The affordable housing component of development in Pittsboro will not be limited to one area, according to Baldwin. She wants to make sure affordable housing is available throughout the various developments in town, not just in one spot.

Another important issue for Baldwin is bringing in jobs and improving economic development in Pittsboro. She said she wants to collaborate with local schools and the community college to better prepare students for their careers.

“We need good-paying jobs,” she said. “The way to achieve that is we need to work with the high school, in terms of their curriculum to see in what direction they are going so they can send students out prepared.”

Baldwin believes the town should look at what neighboring universities are doing with their curriculum and implement some of the materials at the community college.

“The community college is a great resource in reference to providing learning to our students,” she said. “We have UNC and all of these universities around, so we can certainly go to UNC, look at their curriculum, go to North Carolina A&T, look at what curriculum they have. We need to actually bring things like that to the Town of Pittsboro so that our children will be willing to come back and live in Pittsboro so they can have jobs and opportunities here.”

James Vose

Vose, seeking office for the first time, has lived in Chatham County for 20 years, but he has lived in Pittsboro specifically for two years. He wants to bring a fresh face and voice to the town of Pittsboro.

“I’ve felt stagnant for kind of a while now, but I certainly don’t feel stagnant right now,” he said. “Just all of those things coming into place play at the same time told me there’s no reason for me not to step up and try.”

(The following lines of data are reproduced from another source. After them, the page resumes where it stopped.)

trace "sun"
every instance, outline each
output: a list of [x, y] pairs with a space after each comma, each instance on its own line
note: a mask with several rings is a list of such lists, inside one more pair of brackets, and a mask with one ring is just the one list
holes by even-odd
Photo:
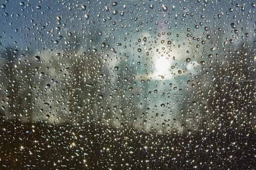
[[156, 59], [155, 64], [155, 72], [157, 74], [167, 74], [170, 69], [170, 63], [169, 60], [164, 57], [160, 57]]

Vose’s main concerns in Pittsboro surround the quality of the drinking water, as well as the growth surrounding Pittsboro and Chatham Park.

The newcomer said he believes the water quality issue should be the first priority of the commissioners and the town.

“When it comes to this subject of water, we all talk about it, but I don’t see any new ideas,” Vose said. “I think that calling people out by name and just challenging them to do better, especially on election years, I think that might be a big part of the solution, but I think that takes energy.”

When it comes to the large number of people expected to move into Pittsboro in the coming years, Vose feels there is a way to make sure everyone is happy — including long-time residents.

“I’m glad to see that their property values are improving, but a lot of people here live on a fixed income,” he said. “I don’t think they should bear the burden, the upfront burden of increased costs and infrastructure when it’s directly because of development.”

Vose may be new to the Pittsboro political scene, but he said he believes he has the energy and the ability to take one of the open seats.

“I’m running against two incumbents, multi-term incumbents, and I don’t see a lot of energy — I see experience, and I don’t see energy or inclusion,” he said. “When I go on and talk to people, I’m the only one that has, from their words, not mine, I think we need more of an emphasis on inclusion.”